Nearby, there are a couple of interesting places to seek sanctuary, notably the impressive Stone Church on Yide Lu itself. For those needing a different sort of spiritual revival, opt for the beer garden of the 1920 bar beside the Pearl River, where weary shoppers can be found in the early evening surrounded by huge plastic bags full of their many purchases, sipping on a hard-earned happy hour cocktail.
If Yide Lu is tat-tastic, Kangwang Lu is the place for antiques, pearls and jade. The old face of this part of Liwan District has been changed, although thankfully not completely, with large shopping malls replacing simple street stalls in recent years.

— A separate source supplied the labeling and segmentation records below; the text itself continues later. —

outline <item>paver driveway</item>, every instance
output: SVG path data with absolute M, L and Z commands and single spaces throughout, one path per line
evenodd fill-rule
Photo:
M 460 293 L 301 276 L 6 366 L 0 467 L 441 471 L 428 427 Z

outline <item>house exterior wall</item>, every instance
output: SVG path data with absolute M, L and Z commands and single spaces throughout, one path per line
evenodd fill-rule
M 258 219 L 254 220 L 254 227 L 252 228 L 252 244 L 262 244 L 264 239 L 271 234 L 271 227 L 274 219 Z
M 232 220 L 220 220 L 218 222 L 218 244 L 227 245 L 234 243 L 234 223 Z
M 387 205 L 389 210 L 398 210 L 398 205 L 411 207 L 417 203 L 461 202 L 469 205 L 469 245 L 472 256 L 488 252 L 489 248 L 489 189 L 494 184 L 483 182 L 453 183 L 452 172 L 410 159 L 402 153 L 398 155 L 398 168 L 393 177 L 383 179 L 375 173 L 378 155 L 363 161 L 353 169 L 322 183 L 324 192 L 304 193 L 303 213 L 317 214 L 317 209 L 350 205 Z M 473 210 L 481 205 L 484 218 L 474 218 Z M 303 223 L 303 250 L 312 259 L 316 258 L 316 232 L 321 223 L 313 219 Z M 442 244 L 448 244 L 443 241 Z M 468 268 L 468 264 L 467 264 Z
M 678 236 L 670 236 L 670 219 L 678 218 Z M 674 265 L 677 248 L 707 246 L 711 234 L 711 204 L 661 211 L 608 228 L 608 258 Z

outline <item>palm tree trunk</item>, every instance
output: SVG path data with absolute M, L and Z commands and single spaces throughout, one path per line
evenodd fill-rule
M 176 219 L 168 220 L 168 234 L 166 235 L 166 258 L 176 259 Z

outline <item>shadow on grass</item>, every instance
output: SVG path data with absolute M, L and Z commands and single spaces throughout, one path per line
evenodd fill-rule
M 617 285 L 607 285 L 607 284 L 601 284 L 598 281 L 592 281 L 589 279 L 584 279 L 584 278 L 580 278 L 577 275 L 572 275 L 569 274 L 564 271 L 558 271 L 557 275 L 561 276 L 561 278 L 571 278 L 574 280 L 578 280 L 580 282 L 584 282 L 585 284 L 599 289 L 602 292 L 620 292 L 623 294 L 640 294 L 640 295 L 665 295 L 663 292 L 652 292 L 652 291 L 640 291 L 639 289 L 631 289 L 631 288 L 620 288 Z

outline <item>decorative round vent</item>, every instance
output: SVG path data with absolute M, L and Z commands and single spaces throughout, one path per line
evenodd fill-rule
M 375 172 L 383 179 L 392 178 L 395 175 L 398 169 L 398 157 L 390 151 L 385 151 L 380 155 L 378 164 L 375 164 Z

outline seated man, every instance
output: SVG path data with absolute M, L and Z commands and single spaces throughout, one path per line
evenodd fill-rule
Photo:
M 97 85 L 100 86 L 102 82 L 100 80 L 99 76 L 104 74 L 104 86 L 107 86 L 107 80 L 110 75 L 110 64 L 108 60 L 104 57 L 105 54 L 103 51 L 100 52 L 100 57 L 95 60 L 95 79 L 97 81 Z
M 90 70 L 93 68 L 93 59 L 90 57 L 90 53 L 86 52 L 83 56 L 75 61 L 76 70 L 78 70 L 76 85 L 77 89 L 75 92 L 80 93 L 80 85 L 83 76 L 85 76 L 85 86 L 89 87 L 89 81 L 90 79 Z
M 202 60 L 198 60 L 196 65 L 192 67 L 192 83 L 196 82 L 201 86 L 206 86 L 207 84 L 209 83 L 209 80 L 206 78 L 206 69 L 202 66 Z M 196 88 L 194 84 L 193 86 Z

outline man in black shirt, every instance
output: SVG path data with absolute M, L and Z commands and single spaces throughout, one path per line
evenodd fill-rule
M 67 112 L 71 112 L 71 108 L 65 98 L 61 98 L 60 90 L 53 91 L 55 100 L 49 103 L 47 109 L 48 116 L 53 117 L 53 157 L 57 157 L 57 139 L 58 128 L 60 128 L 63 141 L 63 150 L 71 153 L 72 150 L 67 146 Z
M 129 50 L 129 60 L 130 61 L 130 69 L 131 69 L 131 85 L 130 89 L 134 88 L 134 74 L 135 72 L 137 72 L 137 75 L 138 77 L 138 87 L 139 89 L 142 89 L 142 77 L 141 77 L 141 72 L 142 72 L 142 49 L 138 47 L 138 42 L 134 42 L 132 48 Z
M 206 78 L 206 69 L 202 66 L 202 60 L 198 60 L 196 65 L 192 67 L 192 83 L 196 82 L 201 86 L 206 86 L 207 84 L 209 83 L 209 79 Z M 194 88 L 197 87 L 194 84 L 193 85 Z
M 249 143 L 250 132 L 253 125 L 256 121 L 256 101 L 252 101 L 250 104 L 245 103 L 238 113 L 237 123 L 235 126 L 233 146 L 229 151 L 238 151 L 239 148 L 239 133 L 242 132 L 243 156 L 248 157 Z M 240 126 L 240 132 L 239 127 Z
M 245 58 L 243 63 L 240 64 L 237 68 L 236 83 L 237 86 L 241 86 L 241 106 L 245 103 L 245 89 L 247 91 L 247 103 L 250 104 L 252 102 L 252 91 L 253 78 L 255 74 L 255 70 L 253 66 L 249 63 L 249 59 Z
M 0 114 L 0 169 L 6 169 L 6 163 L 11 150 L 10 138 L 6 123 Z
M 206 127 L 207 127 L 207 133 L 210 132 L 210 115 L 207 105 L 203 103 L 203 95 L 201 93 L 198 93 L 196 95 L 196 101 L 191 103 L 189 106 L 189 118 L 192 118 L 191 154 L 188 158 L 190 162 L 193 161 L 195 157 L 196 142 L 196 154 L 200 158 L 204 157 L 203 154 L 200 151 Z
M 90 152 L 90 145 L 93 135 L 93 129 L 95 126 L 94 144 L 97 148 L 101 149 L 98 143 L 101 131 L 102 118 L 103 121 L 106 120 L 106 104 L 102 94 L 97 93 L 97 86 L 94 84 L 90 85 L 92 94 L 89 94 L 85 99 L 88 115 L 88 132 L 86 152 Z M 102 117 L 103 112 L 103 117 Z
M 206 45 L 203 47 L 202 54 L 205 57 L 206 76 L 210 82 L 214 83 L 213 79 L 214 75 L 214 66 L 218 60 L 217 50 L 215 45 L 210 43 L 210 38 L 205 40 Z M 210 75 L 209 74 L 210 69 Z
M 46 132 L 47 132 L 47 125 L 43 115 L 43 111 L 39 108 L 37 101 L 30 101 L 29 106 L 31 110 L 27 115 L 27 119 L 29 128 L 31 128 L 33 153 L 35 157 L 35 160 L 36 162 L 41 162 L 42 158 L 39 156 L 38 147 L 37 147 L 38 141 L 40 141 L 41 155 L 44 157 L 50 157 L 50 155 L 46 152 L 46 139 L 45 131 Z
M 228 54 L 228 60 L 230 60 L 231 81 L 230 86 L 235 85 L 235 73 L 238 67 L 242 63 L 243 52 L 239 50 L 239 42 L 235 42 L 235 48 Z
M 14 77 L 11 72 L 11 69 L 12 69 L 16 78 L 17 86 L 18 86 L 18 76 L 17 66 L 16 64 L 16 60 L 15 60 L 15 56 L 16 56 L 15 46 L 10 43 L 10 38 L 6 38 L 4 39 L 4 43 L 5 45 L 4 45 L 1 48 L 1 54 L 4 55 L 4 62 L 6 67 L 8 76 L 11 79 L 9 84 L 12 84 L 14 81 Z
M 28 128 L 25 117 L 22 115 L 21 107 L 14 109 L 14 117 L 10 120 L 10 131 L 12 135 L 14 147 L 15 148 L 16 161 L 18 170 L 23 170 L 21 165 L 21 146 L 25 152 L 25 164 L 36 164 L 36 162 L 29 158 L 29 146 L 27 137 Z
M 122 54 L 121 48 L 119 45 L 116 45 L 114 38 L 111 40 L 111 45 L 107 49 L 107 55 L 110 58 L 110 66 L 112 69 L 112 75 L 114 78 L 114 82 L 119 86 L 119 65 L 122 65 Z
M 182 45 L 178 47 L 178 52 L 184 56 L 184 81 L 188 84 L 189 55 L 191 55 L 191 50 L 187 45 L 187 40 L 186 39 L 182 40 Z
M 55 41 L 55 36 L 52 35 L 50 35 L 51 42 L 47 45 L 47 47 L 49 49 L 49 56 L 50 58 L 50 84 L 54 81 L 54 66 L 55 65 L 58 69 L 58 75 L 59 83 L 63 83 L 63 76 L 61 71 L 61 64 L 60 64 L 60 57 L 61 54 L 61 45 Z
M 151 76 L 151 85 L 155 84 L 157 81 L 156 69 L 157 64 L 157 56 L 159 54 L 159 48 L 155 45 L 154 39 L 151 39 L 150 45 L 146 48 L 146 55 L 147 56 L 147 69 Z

Liwan Plaza itself is a remarkable shopping outlet with floor upon floor selling pearls. Across the road, there is a similarly bewildering array of stalls selling jade. Whichever jewel you are interested in buying, it is advisable to have some knowledge about how to identify the quality of the goods on offer because, unsurprisingly, everyone seems to promise theirs are the very best – but bargains are available if you have the patience and the know-how to find them.
Old Guangzhou characteristics are clearly visible in the narrow passages that snake around the jade market and it is never a hardship to pass a couple of hours just following your nose and seeing what is on offer. The hassle so prevalent in many parts of Asian markets, and elsewhere around the world, is joyfully absent, as are the tour buses found in similar parts of Shanghai, Beijing and Xi'an.
Find the square with the antique stalls and there is one of Guangzhou's hidden treasures. The Tibetan shopfront is small and simple, often featuring a rug and a glass jewelry case. But the real pleasure comes when being taken around the corner, through a door, up the stairs and into an Aladdin's Cave full of wonderful furniture, rugs, prints and ornaments. The friendly owners are more than happy to let you browse at your leisure and there is never any hard sell.
Teem Mall and China Plaza are just two of many offering a massive variety of stores, but the adventurous shopper need not restrict themselves to inside the malls. Both are surrounded by interesting alternatives to part with your hard earned cash.
Throw in the Haiyin cloth market, where you can get clothes made-to-measure, the chaotic but entertaining sprawl around the old train station, the huge leather wholesale markets on Jiefang Beilu, and the ever-popular Beijing Lu, and the options really are limitless.